1. **Solvency**: sum(balances) == address(this).balance — [VERIFIED L90]
2. **Total supply**: totalSupply == sum(all user shares) — [UNVERIFIED]
3. **Fee bound**: fee <= MAX_FEE (1000 bps) — [VERIFIED by require at L45]
4. **Non-zero denominator**: totalSupply > 0 before share calculation — [VIOLATED at L67, division-by-zero risk on first deposit]

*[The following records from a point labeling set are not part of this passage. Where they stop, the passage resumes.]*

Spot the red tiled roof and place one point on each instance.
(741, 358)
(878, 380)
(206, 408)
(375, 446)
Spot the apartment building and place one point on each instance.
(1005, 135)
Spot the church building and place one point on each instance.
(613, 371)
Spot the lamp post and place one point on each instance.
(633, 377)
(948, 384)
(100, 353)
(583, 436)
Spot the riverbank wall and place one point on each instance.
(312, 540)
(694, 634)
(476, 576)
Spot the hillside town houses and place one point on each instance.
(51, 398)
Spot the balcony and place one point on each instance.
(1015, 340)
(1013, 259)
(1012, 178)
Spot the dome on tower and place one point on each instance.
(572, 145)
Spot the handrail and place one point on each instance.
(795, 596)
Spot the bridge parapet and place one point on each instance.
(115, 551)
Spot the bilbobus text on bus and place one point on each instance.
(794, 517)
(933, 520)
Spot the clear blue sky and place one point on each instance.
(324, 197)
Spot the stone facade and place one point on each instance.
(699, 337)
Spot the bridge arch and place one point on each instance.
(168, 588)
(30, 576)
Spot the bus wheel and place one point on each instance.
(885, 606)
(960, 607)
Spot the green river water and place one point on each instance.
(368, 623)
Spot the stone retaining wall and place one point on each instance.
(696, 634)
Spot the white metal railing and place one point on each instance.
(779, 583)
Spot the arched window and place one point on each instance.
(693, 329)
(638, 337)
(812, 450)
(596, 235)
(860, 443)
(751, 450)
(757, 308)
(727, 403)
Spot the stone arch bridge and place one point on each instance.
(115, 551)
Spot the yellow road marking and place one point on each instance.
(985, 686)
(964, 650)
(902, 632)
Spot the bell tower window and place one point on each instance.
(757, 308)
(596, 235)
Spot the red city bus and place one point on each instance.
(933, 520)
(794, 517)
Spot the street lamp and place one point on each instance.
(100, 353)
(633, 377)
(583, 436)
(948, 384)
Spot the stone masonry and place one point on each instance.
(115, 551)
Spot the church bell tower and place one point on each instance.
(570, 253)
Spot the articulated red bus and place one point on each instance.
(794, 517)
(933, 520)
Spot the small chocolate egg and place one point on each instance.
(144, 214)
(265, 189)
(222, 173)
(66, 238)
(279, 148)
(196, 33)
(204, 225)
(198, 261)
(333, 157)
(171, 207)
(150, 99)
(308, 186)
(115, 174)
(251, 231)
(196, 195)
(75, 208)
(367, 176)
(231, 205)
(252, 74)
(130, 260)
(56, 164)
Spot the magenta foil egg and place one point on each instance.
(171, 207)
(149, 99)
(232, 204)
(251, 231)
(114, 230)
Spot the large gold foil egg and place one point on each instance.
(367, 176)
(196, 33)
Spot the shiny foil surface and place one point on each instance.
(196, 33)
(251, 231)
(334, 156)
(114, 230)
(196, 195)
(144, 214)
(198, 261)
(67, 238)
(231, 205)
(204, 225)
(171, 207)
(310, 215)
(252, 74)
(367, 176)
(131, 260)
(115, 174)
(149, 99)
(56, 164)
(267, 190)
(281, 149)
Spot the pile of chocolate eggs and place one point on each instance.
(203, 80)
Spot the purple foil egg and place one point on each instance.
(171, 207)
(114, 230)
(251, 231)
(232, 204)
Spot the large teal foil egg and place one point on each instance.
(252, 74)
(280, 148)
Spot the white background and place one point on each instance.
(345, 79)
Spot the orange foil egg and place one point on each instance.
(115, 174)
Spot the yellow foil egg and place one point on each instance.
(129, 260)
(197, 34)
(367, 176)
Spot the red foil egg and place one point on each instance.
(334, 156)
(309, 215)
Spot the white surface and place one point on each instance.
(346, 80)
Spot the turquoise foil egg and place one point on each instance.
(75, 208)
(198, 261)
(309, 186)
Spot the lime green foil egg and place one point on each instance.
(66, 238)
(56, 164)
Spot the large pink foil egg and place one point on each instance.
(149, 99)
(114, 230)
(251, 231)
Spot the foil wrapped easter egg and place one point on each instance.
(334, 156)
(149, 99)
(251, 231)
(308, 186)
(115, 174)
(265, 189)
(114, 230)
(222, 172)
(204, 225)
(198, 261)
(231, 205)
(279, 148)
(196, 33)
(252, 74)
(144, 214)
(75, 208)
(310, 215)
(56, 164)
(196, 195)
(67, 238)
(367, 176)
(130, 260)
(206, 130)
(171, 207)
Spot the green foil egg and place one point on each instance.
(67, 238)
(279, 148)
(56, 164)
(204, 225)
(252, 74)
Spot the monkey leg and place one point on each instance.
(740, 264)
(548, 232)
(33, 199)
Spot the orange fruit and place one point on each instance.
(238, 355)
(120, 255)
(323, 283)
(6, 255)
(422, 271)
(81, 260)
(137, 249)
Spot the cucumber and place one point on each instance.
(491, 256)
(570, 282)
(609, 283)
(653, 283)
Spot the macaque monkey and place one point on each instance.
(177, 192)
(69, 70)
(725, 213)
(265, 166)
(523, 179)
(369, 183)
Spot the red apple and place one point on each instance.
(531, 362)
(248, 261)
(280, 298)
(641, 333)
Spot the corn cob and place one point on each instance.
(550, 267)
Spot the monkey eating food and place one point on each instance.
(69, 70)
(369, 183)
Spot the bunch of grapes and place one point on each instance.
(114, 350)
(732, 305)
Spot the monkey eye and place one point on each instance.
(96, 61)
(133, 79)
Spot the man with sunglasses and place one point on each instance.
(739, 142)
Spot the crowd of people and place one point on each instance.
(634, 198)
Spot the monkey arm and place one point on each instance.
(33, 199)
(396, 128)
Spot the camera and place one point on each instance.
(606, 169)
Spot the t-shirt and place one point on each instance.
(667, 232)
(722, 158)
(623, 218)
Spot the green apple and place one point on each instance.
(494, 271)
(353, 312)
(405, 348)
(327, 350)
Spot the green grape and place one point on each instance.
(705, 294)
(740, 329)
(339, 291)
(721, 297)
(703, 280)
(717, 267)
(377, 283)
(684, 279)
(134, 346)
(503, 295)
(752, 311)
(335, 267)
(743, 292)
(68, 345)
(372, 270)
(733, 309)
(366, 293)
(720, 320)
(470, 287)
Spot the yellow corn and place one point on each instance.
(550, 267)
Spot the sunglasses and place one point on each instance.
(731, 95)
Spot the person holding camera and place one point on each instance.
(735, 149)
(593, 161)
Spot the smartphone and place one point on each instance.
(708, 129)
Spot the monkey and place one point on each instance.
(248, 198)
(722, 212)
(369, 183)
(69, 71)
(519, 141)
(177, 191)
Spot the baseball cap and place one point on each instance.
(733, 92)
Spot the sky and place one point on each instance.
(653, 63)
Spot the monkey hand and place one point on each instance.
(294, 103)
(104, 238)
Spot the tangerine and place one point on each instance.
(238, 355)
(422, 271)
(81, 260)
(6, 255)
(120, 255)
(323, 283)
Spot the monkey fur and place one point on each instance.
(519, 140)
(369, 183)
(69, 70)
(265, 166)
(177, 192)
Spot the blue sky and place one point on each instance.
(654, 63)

### Invariant Violation Findings

**FINDING**: Invariant 4 violated — first depositor can cause division by zero

- Location: L67 `shares = amount * totalSupply / totalAssets`
- When: totalSupply == 0 on first deposit
- Impact: DoS attack on first deposit; protocol initialization blocked
- Fix: Handle zero totalSupply case separately with initial share ratio

Output: Security Report

# Security Report: [Contract Name]

## Summary

- Functions analyzed: N
- Findings: N (Critical: X, High: Y, Medium: Z, Low: W)
- Invariants verified: N of M
- CEI violations: N

## Critical Findings

### [F-01] Reentrancy in withdraw()

- Location: `src/Pool.sol:L45`
- Pattern: External call before state update (CEI violation)
- Impact: Complete fund drainage
- Fix: Apply CEI pattern — update state before external call
- 5 Whys: [root cause chain]

## Invariant Status

| Invariant                  | Status     | Evidence            |
| -------------------------- | ---------- | ------------------- |
| sum(balances) == balance   | VERIFIED   | L90 invariant check |
| totalSupply == sum(shares) | UNVERIFIED | No test coverage    |

## Recommendations

1. [Critical] Fix reentrancy in withdraw() before deployment
2. [High] Add reentrancy guard as defense-in-depth
3. [Medium] Add formal invariant tests via Foundry invariant suite

Integration with Agent-Studio

Recommended Workflow

1. Invoke audit-context-building for initial code reconnaissance
2. Invoke building-secure-contracts for contract-specific analysis
3. Feed findings into security-architect for threat modeling
4. Use static-analysis (Semgrep/CodeQL) for automated confirmation
5. Use medusa-security for fuzzing-based invariant testing

Complementary Skills

| Skill | Relationship | | ------------------------ | ---------------------------------------------------- | | audit-context-building | Builds initial mental model before contract analysis | | security-architect | Consumes findings for threat modeling and STRIDE | | static-analysis | Automated SAST confirmation of manual findings | | medusa-security | Fuzzing and property-based testing for invariants | | variant-analysis | Finds similar vulnerability patterns across codebase | | web3-expert | Solidity/Ethereum ecosystem expertise |

Anti-Patterns

| Anti-Pattern | Why It Fails | Correct Approach | | ----------------------------------------------- | -------------------------------------------------------------- | ----------------------------------------------------------- | | Auditing only the happy path | Reentrancy and access control bugs are invisible in happy path | Explicitly trace every error path and external call | | Trusting function name for access control | onlyAdmin() might not check the actual admin role | Read the modifier implementation, not just its name | | Assuming Solidity 0.8 prevents all integer bugs | unchecked blocks, assembly, and casting bypass protection | Audit all unchecked blocks and type casts explicitly | | Skipping cross-function reentrancy | Cross-function reentrancy bypasses single-function guards | Map shared state across ALL functions making external calls | | Leaving invariants implicit | Unwritten invariants are unverified risks | Document every invariant in NatSpec before analysis |

Memory Protocol

Before starting: Check .claude/context/memory/learnings.md for prior contract audits of the same protocol or token standard.

During analysis: Write incremental findings to context report as discovered. Do not wait until the end.

After completion: Record key findings and patterns to .claude/context/memory/learnings.md. Record architecture decisions (CEI enforcement patterns, invariant frameworks) to decisions.md.